A SIMPLE HYBRID FILTER PRUNING FOR EFFICIENT EDGE INFERENCE
Shabbeer Basha Shaik Hussain, Sheethal N Gowda, Jayachandra Dakala
-
SPS
IEEE Members: $11.00
Non-members: $15.00Length: 00:16:38
Convolutional Neural Networks have been extensively used for solving many computer vision problems. However, due to high memory and compute requirements, deployment of these models on edge devices is limited. Many embedded friendly models such as MobileNet, ShuffleNet, SqueezeNet, and many more are proposed to serve this purpose. But these models are still not compact enough to deploy on edge devices.
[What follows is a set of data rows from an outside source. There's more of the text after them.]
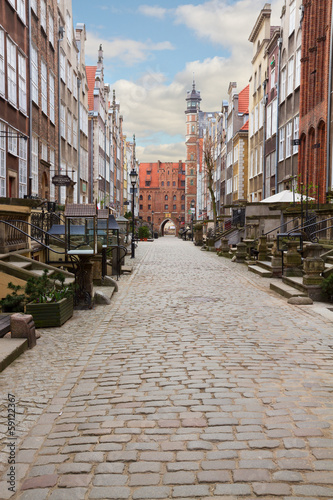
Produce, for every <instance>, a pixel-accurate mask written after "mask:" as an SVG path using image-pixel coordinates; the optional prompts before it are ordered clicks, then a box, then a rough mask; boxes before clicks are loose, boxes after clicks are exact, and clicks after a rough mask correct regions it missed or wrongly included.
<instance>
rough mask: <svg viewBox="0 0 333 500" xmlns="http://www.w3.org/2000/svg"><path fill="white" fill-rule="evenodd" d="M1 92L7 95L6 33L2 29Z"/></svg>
mask: <svg viewBox="0 0 333 500" xmlns="http://www.w3.org/2000/svg"><path fill="white" fill-rule="evenodd" d="M0 94H1V95H3V96H4V95H5V34H4V31H3V30H2V29H0Z"/></svg>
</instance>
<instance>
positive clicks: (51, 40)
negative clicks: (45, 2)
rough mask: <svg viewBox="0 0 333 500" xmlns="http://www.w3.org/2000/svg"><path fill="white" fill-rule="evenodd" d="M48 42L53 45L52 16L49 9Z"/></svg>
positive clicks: (53, 24)
mask: <svg viewBox="0 0 333 500" xmlns="http://www.w3.org/2000/svg"><path fill="white" fill-rule="evenodd" d="M49 42H50V44H51V45H52V47H54V18H53V15H52V12H51V11H49Z"/></svg>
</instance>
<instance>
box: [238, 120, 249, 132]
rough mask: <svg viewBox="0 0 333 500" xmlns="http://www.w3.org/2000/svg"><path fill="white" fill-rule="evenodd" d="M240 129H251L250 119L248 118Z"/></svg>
mask: <svg viewBox="0 0 333 500" xmlns="http://www.w3.org/2000/svg"><path fill="white" fill-rule="evenodd" d="M240 130H249V120H247V122H246V123H244V125H243V126H242V128H241V129H240Z"/></svg>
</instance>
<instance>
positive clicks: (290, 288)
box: [269, 281, 307, 299]
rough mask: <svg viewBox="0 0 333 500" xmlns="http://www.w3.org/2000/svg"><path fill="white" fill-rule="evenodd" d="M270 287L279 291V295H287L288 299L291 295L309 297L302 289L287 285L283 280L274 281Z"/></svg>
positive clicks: (292, 295) (300, 296)
mask: <svg viewBox="0 0 333 500" xmlns="http://www.w3.org/2000/svg"><path fill="white" fill-rule="evenodd" d="M269 287H270V289H271V290H273V291H274V292H276V293H278V294H279V295H282V296H283V297H286V298H287V299H290V297H307V294H306V293H305V292H301V291H300V290H297V289H296V288H294V287H292V286H290V285H287V284H286V283H283V282H282V281H272V283H270V285H269Z"/></svg>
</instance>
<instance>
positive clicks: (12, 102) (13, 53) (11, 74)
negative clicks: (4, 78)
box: [7, 36, 17, 107]
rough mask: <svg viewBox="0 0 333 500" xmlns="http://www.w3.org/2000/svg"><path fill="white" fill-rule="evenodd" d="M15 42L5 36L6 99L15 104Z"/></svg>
mask: <svg viewBox="0 0 333 500" xmlns="http://www.w3.org/2000/svg"><path fill="white" fill-rule="evenodd" d="M16 49H17V47H16V44H15V43H14V42H13V41H12V40H11V39H10V38H9V37H8V36H7V92H8V101H9V102H10V103H11V104H13V106H15V107H16V106H17V62H16V51H17V50H16Z"/></svg>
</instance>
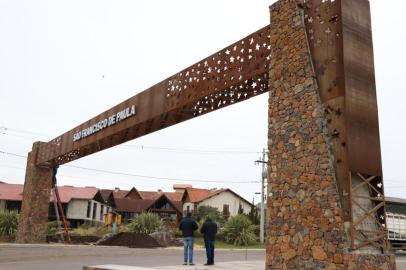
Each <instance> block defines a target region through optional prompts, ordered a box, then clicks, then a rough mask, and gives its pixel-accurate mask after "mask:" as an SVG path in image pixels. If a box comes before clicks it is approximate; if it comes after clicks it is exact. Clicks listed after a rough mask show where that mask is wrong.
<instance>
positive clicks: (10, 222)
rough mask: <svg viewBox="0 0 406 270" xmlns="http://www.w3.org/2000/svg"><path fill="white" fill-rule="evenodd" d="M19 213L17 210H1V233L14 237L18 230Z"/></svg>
mask: <svg viewBox="0 0 406 270" xmlns="http://www.w3.org/2000/svg"><path fill="white" fill-rule="evenodd" d="M17 227H18V213H17V211H10V212H0V235H2V236H7V237H10V236H11V237H13V236H15V233H16V232H17Z"/></svg>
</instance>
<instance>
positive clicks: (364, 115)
mask: <svg viewBox="0 0 406 270" xmlns="http://www.w3.org/2000/svg"><path fill="white" fill-rule="evenodd" d="M342 18H343V38H344V40H343V43H344V67H345V106H346V114H347V115H346V121H347V122H346V127H347V140H348V155H349V157H350V159H349V166H350V170H351V171H356V172H361V173H364V174H368V175H378V176H382V165H381V149H380V140H379V123H378V108H377V101H376V86H375V71H374V55H373V46H372V31H371V14H370V7H369V1H367V0H357V1H353V0H342Z"/></svg>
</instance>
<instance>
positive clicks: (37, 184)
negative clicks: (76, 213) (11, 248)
mask: <svg viewBox="0 0 406 270" xmlns="http://www.w3.org/2000/svg"><path fill="white" fill-rule="evenodd" d="M40 144H41V143H40V142H36V143H34V144H33V147H32V151H31V152H30V153H29V154H28V159H27V169H26V174H25V184H24V193H23V202H22V206H21V212H20V219H19V225H18V230H17V237H16V242H17V243H41V242H45V240H46V232H47V223H48V210H49V198H50V190H51V187H52V168H46V167H38V166H36V165H35V161H36V157H37V155H38V149H39V146H40Z"/></svg>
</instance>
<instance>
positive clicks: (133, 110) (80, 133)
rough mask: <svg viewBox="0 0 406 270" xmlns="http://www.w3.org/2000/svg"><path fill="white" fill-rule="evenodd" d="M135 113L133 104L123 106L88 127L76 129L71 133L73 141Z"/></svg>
mask: <svg viewBox="0 0 406 270" xmlns="http://www.w3.org/2000/svg"><path fill="white" fill-rule="evenodd" d="M135 114H136V111H135V106H134V105H132V106H131V107H128V108H125V109H124V110H122V111H119V112H118V113H115V114H113V115H111V116H109V117H107V118H105V119H103V120H101V121H99V122H97V123H96V124H94V125H91V126H90V127H87V128H85V129H83V130H81V131H77V132H76V133H75V134H73V141H74V142H76V141H79V140H81V139H83V138H86V137H87V136H90V135H92V134H95V133H97V132H99V131H101V130H103V129H105V128H107V127H109V126H112V125H115V124H117V123H118V122H120V121H123V120H124V119H127V118H129V117H131V116H134V115H135Z"/></svg>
The popular metric based pruning methods (which are aimed at pruning insignificant and redundant filters) could achieve limited compression for embedded friendly models such as MobileNet. In this paper, we propose a novel hybrid filter pruning method that prunes both redundant and insignificant filters at the same time. Additionally, we have designed custom regularizers that enable us to prune additional filters from convolution layers. Pruning experiments are conducted on MobileNetv1 based Single-Shot Object Detector (SSD) for face detection problem. Through our experiments, we could prune 40.11% of parameters and reduce 67.03% of FLOPs from MobileNetv1 with a little drop in model performance (1.67 mAP on MS COCO). On an ARM based edge device, the inference time is reduced from 198ms to 84ms.